I am struggling with what I feel is not a particularly difficult problem. I want to show that
$$ f(x) = \frac{b}{A^{b}} x^{b} - \frac{a}{A^{a}} x^{a} - 1 $$
has exactly one root for $b>a>0$, $A>0$ and $x \geq 0$ for all real $x$. If $b$ and $a$ are integers it is easy to show since the function becomes a polynomial and I can apply Descartes rule of signs. Moreover, if $a$ and $b$ are rational, I can simply replace $z^{p} = x$ where $p$ is the sum of the denominators of $a$ and $b$ and once again apply Descartes rule of signs to the polynomial.
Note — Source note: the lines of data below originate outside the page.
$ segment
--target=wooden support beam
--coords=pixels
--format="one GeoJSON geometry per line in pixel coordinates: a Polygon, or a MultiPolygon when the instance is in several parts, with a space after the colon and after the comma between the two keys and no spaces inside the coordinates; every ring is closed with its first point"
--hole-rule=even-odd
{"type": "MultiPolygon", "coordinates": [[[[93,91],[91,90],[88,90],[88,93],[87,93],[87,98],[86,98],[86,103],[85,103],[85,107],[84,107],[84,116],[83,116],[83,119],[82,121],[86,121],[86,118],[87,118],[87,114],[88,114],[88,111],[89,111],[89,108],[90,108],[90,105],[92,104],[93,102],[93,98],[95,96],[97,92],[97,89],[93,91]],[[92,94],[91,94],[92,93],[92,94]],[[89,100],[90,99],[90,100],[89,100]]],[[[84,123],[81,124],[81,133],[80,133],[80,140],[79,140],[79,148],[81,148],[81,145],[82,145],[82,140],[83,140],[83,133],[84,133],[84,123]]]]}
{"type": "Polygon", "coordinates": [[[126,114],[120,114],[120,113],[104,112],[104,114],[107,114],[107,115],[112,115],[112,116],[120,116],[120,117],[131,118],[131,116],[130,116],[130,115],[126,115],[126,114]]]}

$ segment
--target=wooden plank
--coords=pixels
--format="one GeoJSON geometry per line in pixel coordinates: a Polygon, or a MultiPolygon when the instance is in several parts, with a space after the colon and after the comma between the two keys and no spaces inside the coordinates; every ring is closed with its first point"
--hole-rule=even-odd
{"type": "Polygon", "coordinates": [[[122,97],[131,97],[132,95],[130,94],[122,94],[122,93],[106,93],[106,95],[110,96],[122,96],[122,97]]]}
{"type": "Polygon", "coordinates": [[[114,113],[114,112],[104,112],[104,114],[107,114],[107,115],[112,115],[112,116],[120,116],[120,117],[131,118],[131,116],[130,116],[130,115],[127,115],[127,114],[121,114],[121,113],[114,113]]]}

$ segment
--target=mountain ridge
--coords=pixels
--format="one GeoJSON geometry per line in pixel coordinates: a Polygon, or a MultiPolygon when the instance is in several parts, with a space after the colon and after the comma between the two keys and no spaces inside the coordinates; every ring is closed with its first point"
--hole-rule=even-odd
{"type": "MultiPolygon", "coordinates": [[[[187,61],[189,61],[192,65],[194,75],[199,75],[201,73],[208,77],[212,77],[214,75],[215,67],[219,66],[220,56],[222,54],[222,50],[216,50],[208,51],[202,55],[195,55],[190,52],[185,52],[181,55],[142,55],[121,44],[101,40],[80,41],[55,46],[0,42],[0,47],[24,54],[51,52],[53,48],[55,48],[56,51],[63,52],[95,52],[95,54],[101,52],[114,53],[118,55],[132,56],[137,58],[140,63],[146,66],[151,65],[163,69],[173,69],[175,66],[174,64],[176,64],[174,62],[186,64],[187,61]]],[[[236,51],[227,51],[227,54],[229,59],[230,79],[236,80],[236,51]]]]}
However, I have not found a way to go about it for all nonnegative real $x$.
Proving the existence of at least one solution is fine, I simply apply the intermediate value theorem, but I cannot find a way to show that this solution is unique. Would appreciate any guidance that I can get!
\begin{align} f'(x)&=\frac{b^2}{A^b}x^{b-1}-\frac{a^2}{A^a}x^{a-1}\\ &=b^2A^{-a}x^{a-1}\left(\left(\frac{x}{A}\right)^{b-a}-\frac{a^2}{b^2}\right)\\ &\cases{<0&for $\ x<A\,\sqrt[b-a]{\frac{a^2}{b^2}}$\\ =0&for $\ x=A\,\sqrt[b-a]{\frac{a^2}{b^2}}$\\ >0&for $\ x>A\,\sqrt[b-a]{\frac{a^2}{b^2}}$\\} \end{align} Let $\ x ^*=A\sqrt[b-a]{\frac{a^2}{b^2}}\ $. Then $\ f(x)\ $ strictly decreases from $\ f(0)=-1\ $ down to $\ f(x^*)\ $ for $\ 0\le x\le x^*\ $, reaches a global minimum at $\ x=x^*\ $ and then strictly increases to $\ \infty\ $ for $\ x\ge x^*\ $. The equation $$ f(x)=v $$ therefore has no solutions for $\ v<f(x^*)\ $, exactly two solutions for $\ v\in(f(x^*),-1]\ $ and exactly one solution for $\ v\in\big\{f(x^*)\big\}\cup(-1,\infty)\ $. Thus, the equation $$ f(x)=0 $$ has exactly one root.